PFKL, short for phosphofructokinase, liver type, is a key enzyme in glycolysis [2,3,4,5,6,7,8]. It plays a significant role in regulating glucose metabolism and is involved in multiple metabolic pathways. Glycolysis, in which PFKL participates, is crucial for energy production in cells, and abnormal regulation of PFKL can impact overall cellular metabolism and function. Genetic models, such as gene knockout mouse models, have been valuable in studying PFKL's functions.

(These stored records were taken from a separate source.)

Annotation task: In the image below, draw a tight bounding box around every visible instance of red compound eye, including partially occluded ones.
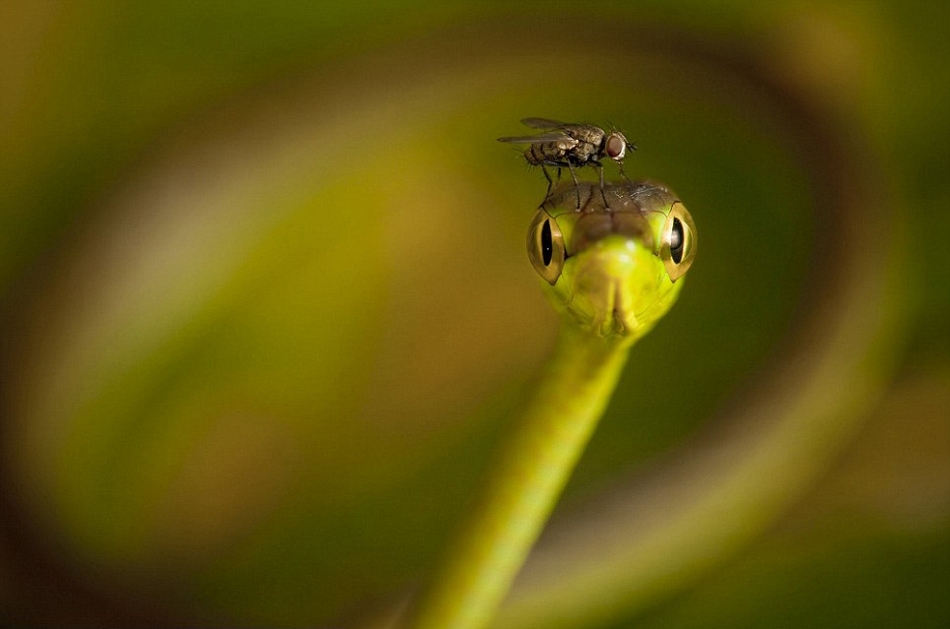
[604,133,627,159]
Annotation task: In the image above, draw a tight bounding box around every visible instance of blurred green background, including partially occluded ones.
[0,0,950,628]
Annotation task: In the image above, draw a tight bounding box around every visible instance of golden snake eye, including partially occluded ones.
[527,210,566,284]
[660,201,696,282]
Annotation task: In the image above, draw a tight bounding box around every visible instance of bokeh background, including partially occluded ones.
[0,0,950,629]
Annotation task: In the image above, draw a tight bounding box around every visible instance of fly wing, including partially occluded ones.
[498,131,577,146]
[521,118,564,129]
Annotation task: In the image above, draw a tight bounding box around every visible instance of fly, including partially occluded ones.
[498,118,637,208]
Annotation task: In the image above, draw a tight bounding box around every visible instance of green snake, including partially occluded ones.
[409,183,696,629]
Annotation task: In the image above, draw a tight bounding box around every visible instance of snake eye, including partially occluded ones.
[527,210,566,284]
[660,201,696,282]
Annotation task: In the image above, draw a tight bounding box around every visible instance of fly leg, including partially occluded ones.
[541,162,554,201]
[588,159,610,210]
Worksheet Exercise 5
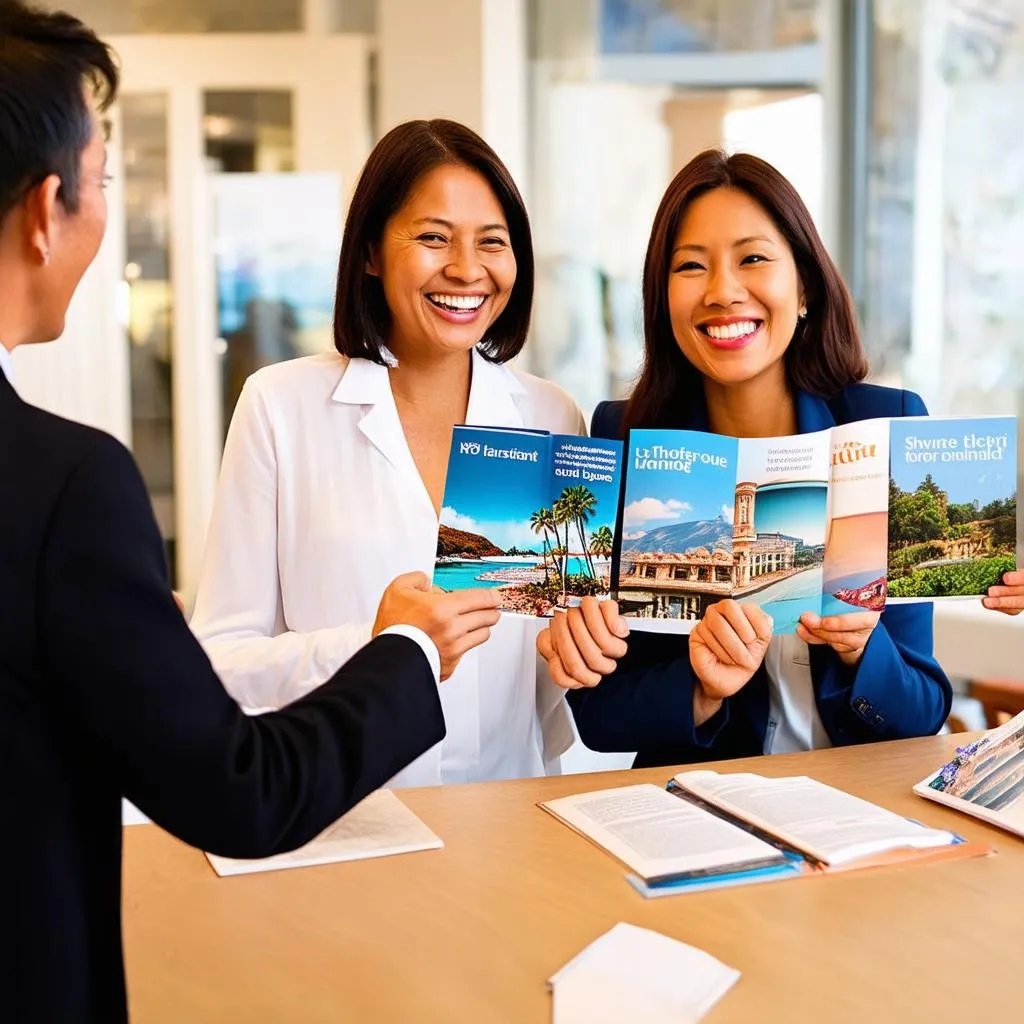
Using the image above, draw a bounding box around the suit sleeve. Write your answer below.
[38,438,444,857]
[191,380,373,711]
[811,391,952,743]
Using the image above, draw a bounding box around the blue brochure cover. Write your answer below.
[434,426,623,616]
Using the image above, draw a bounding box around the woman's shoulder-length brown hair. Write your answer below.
[334,119,534,364]
[623,150,867,436]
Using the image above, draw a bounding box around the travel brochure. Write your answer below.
[434,417,1018,634]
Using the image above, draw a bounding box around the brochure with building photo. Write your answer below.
[613,430,831,634]
[612,417,1017,635]
[433,426,623,616]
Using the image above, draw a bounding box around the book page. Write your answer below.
[821,420,889,615]
[433,426,552,616]
[732,430,830,636]
[612,430,738,633]
[913,712,1024,836]
[541,783,784,882]
[206,790,444,876]
[675,771,954,864]
[888,416,1017,601]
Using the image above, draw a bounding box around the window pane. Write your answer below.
[120,93,175,570]
[61,0,302,35]
[864,0,1024,414]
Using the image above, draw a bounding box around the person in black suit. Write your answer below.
[0,0,498,1024]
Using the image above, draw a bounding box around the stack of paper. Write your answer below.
[549,924,739,1024]
[207,790,444,876]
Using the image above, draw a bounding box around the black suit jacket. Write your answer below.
[0,371,444,1024]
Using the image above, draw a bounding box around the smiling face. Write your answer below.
[669,188,804,386]
[368,165,516,360]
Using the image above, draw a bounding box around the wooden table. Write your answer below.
[125,735,1024,1024]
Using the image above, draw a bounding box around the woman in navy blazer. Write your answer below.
[538,151,952,767]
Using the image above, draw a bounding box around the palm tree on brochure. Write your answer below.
[590,526,614,558]
[529,509,558,583]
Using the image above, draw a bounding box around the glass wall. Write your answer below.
[528,0,826,413]
[862,0,1024,414]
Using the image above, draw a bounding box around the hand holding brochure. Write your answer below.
[913,712,1024,836]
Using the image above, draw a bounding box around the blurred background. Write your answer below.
[17,0,1024,692]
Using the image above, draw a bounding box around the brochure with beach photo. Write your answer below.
[433,426,623,616]
[913,712,1024,836]
[611,417,1018,635]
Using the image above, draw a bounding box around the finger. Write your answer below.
[550,608,601,686]
[597,601,630,640]
[797,623,828,644]
[815,611,879,633]
[718,601,758,647]
[391,572,430,591]
[709,614,756,669]
[690,617,745,666]
[444,608,502,640]
[806,630,871,650]
[565,608,615,676]
[569,597,627,657]
[444,626,490,660]
[441,587,502,615]
[981,597,1024,615]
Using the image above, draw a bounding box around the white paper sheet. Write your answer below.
[207,790,444,876]
[549,924,739,1024]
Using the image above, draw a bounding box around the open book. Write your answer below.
[913,712,1024,836]
[541,771,988,895]
[434,417,1018,635]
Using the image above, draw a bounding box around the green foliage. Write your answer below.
[889,555,1017,597]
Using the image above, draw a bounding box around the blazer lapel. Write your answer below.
[332,359,422,484]
[466,348,526,427]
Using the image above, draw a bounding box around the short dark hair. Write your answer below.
[334,119,534,364]
[0,0,118,223]
[624,150,867,431]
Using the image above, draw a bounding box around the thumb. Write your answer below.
[601,601,630,640]
[391,572,430,592]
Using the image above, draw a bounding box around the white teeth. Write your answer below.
[705,321,758,341]
[428,293,486,309]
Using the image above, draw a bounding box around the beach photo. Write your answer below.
[888,417,1017,599]
[433,428,618,616]
[821,512,889,615]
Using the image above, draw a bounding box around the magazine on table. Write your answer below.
[913,712,1024,837]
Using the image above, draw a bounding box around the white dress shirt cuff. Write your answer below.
[377,626,441,683]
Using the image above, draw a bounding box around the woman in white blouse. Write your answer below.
[191,121,585,785]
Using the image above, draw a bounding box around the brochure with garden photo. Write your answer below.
[434,426,623,616]
[611,417,1018,634]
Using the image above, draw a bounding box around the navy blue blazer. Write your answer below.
[568,384,952,768]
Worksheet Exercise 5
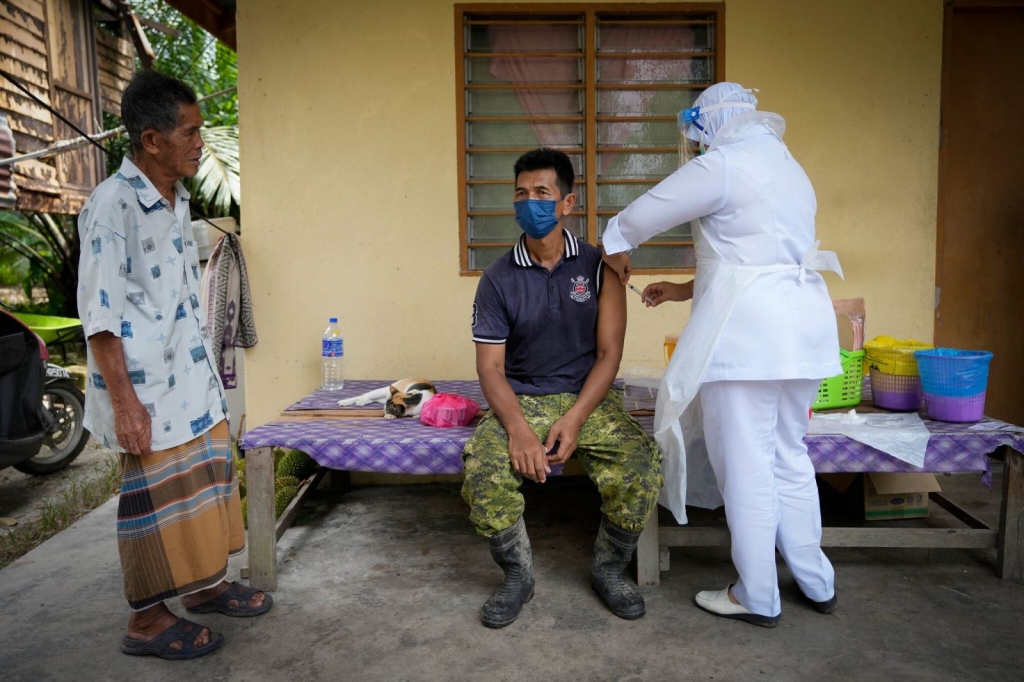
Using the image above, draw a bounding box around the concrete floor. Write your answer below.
[0,466,1024,682]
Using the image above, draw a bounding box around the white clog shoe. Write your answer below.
[693,584,779,628]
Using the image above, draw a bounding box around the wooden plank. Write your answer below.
[278,407,384,422]
[928,493,992,530]
[636,505,662,587]
[0,0,46,40]
[99,71,128,92]
[0,14,46,54]
[7,116,53,145]
[14,159,60,195]
[0,33,49,73]
[246,447,278,592]
[0,52,50,92]
[274,467,327,543]
[3,0,46,20]
[0,93,53,125]
[658,526,997,549]
[995,447,1024,581]
[0,73,50,102]
[99,59,135,79]
[14,183,82,215]
[657,525,730,547]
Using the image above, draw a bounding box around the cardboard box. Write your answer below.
[864,473,942,521]
[818,473,942,521]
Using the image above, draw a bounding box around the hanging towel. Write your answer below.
[202,235,257,388]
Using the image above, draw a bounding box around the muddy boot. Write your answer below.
[591,517,646,621]
[480,516,534,628]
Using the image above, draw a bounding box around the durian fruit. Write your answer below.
[273,447,287,471]
[273,450,316,480]
[273,485,299,518]
[273,476,302,491]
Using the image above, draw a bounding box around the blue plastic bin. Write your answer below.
[913,348,992,397]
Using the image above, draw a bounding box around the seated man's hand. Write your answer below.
[640,281,693,308]
[544,415,583,466]
[509,431,551,483]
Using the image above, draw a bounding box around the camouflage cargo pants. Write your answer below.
[462,391,662,537]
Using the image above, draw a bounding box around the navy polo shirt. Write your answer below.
[473,229,602,395]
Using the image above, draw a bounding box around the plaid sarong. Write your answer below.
[118,421,245,610]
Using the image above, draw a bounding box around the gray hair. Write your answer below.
[121,70,197,152]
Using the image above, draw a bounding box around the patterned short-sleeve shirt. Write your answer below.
[78,159,227,452]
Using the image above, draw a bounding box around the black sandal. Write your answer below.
[121,619,224,660]
[185,581,273,619]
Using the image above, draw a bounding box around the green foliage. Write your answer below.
[273,477,299,518]
[273,450,316,480]
[188,126,242,217]
[0,211,80,317]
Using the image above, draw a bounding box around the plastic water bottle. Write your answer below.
[321,317,345,391]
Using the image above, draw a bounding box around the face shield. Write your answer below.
[677,88,757,166]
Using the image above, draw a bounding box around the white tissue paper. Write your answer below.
[807,410,930,467]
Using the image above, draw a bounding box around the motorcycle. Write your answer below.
[0,309,89,476]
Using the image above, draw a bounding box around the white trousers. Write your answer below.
[700,379,836,616]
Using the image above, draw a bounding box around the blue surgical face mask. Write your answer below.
[512,199,558,240]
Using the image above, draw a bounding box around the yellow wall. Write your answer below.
[238,0,942,426]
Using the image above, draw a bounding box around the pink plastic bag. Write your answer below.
[420,393,480,427]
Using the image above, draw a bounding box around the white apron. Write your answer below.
[654,220,843,523]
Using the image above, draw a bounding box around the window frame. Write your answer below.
[454,2,725,276]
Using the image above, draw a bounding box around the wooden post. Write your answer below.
[637,505,662,587]
[995,447,1024,580]
[246,447,278,592]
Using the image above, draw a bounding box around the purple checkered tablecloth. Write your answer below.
[241,395,1024,484]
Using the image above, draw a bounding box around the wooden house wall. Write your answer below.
[0,0,134,213]
[96,27,135,116]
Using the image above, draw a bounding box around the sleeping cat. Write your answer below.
[338,379,437,419]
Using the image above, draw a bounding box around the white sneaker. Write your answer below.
[693,584,779,628]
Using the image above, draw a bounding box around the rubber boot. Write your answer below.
[591,517,646,621]
[480,516,534,628]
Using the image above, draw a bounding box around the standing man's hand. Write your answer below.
[114,394,153,457]
[640,281,693,308]
[509,427,551,483]
[544,413,583,466]
[601,247,633,287]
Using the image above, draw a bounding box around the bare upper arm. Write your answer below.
[597,265,626,357]
[475,343,505,376]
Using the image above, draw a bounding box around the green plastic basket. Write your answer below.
[812,348,864,410]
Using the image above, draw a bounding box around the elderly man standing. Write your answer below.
[78,71,273,658]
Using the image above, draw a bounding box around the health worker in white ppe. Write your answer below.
[603,83,842,627]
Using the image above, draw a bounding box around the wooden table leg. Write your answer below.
[246,447,278,592]
[995,447,1024,580]
[637,505,662,587]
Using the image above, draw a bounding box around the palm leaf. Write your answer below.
[193,126,242,215]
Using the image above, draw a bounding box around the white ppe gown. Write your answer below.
[602,112,842,523]
[603,111,842,616]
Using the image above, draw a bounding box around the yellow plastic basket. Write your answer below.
[812,348,864,410]
[864,336,935,377]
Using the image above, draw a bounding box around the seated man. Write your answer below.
[462,144,662,628]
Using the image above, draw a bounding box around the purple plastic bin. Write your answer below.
[870,370,923,412]
[925,393,985,422]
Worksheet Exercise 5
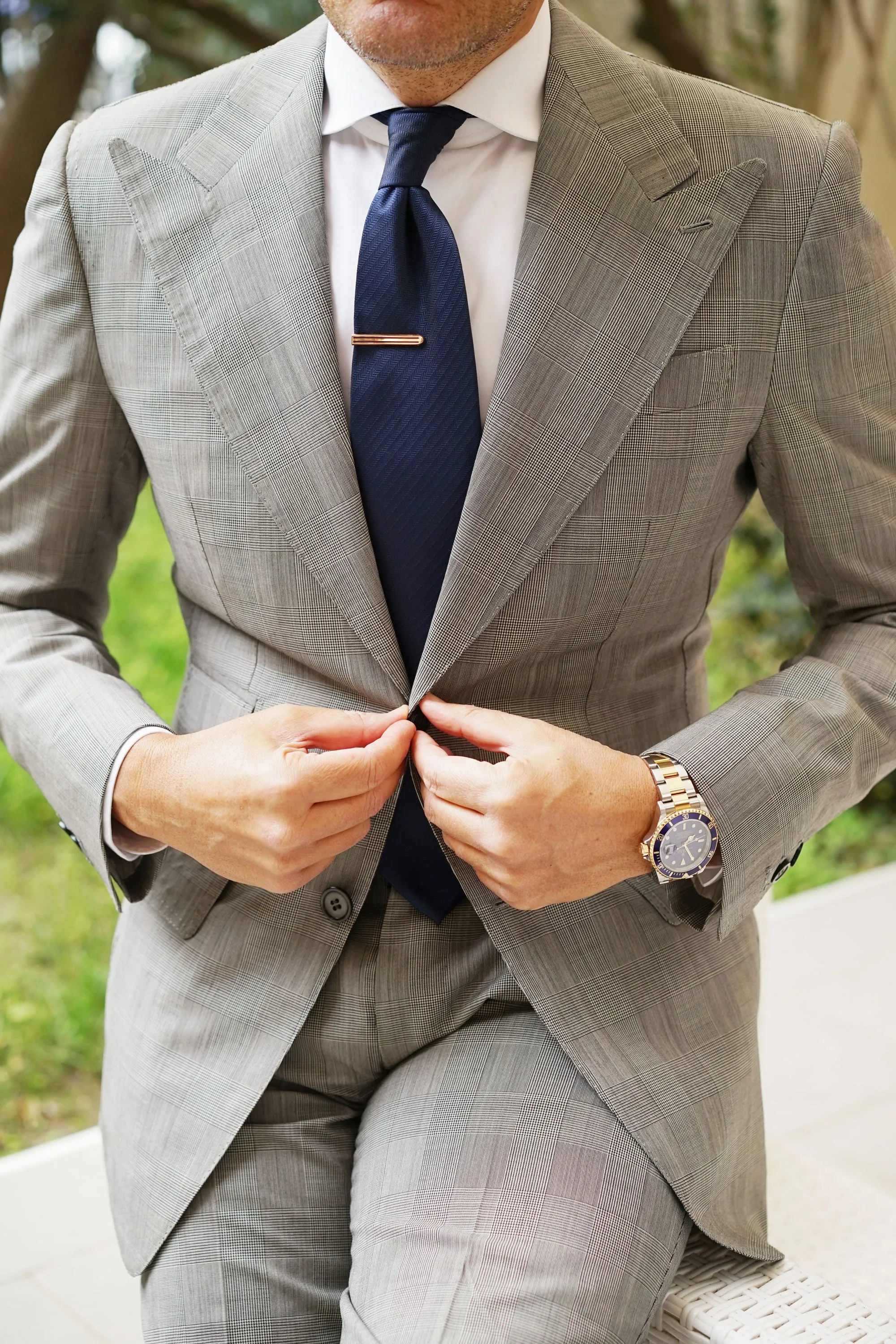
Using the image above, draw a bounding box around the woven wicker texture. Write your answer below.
[649,1236,896,1344]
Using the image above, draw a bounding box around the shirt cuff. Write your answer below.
[102,724,171,863]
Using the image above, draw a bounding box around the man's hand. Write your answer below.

In tumor cells, glucose deprivation phosphorylates PFKL, reducing its glycolytic activity and enabling it to interact with perilipin 2 (PLIN2). This leads to lipid droplet-mitochondria tethering, enhancing β-oxidation and tumor cell proliferation. Interfering with this cascade inhibits tumor cell growth [1]. In macrophages, phosphorylation of PFKL at Ser775 increases its catalytic activity, promoting glycolysis. In a genetic mouse model where PFKL Ser775 phosphorylation cannot occur, macrophage glycolysis is lower upon activation [4]. In cardiac hypertrophy in male mice, the KLF7/PFKL/ACADL axis modulates cardiac metabolic remodelling, with PFKL being a key target in the regulation of glycolysis and fatty acid oxidation fluxes [5].

In conclusion, PFKL is essential for the integrated regulation of glycolysis, lipid metabolism, and mitochondrial oxidation. Gene knockout mouse models have been instrumental in revealing its role in tumor growth, macrophage-mediated inflammation, and cardiac metabolic remodelling. Understanding PFKL's functions provides insights into disease mechanisms and potential therapeutic targets for related diseases such as cancer and cardiac hypertrophy.